Test on Velox backend with TPC-H workload

Test datasets

Parquet and DWRF (a fork of the ORC file format) format files are both supported. Here are the steps to generate the testing datasets:

Generate the Parquet dataset

Please refer to the scripts in parquet_dataset directory to generate parquet dataset. Note this script relies on the spark-sql-perf and tpch-dbgen package from Databricks. Note in the tpch-dbgen kits, we need to do a slight modification to allow Spark to convert the csv based content to parquet, please make sure to use this commit: 0469309147b42abac8857fa61b4cf69a6d3128a8

In tpch_datagen_parquet.sh, several parameters should be configured according to the system.

spark_sql_perf_jar=/PATH/TO/spark-sql-perf_2.12-0.5.1-SNAPSHOT.jar
...
  --num-executors 14 
  --executor-cores 8 
  --conf spark.sql.shuffle.partitions=224 
...

In tpch_datagen_parquet.scala, the parameters and dirs should be configured as well.

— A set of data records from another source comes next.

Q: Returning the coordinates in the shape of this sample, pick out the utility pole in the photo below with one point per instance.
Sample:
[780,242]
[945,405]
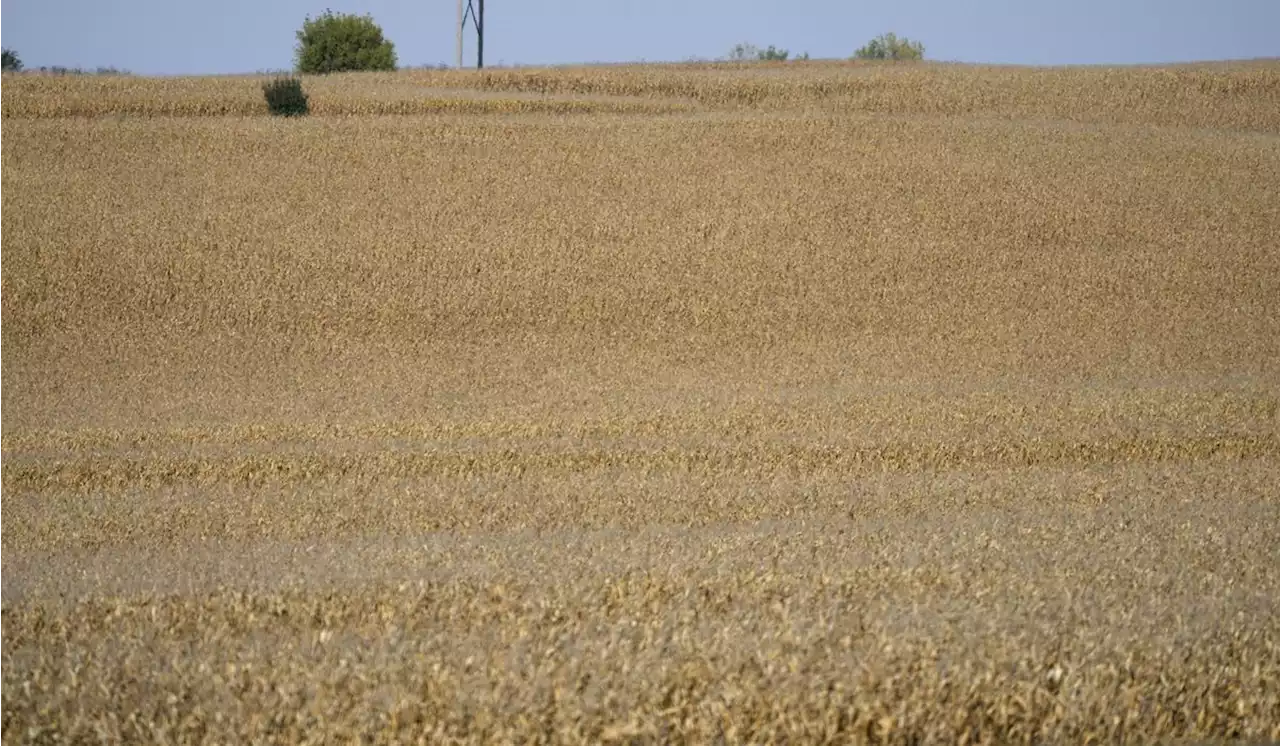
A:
[476,14]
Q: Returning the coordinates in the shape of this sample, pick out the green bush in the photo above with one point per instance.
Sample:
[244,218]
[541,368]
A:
[284,97]
[9,62]
[342,42]
[749,51]
[888,46]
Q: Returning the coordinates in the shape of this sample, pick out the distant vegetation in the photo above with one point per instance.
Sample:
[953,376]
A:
[9,62]
[338,42]
[284,97]
[749,51]
[890,46]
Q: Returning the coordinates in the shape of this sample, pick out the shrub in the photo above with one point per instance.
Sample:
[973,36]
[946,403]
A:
[749,51]
[341,42]
[9,62]
[284,97]
[888,46]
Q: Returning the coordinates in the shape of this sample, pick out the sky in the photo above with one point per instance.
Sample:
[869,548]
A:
[246,36]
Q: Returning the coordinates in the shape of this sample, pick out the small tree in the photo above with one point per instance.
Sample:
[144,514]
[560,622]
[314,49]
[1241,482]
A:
[888,46]
[749,51]
[341,42]
[9,62]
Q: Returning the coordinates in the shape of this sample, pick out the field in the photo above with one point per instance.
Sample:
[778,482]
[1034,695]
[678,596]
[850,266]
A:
[700,403]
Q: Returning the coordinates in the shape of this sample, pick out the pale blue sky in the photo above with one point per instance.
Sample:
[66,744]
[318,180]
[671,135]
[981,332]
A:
[231,36]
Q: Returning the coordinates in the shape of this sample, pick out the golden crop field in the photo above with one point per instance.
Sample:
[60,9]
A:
[707,403]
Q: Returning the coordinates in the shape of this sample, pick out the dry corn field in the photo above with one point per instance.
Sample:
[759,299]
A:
[824,402]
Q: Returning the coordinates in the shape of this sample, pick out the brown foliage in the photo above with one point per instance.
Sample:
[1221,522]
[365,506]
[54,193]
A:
[685,403]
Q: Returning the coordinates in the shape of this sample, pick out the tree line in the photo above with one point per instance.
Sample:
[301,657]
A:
[337,42]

val scaleFactor = "100" // scaleFactor defines the size of the dataset to generate (in GB).
val numPartitions = 200  // how many dsdgen partitions to run - number of input tasks.
...
val rootDir = "/PATH/TO/TPCH_PARQUET_PATH" // root directory of location to create data in.
val dbgenDir = "/PATH/TO/TPCH_DBGEN" // location of dbgen

Test Queries

We provide the test queries in TPC-H queries. We also provide a scala script in Run TPC-H directory about how to run TPC-H queries. Please note if you are using DWRF test, please remember to set the file format to DWRF in the code.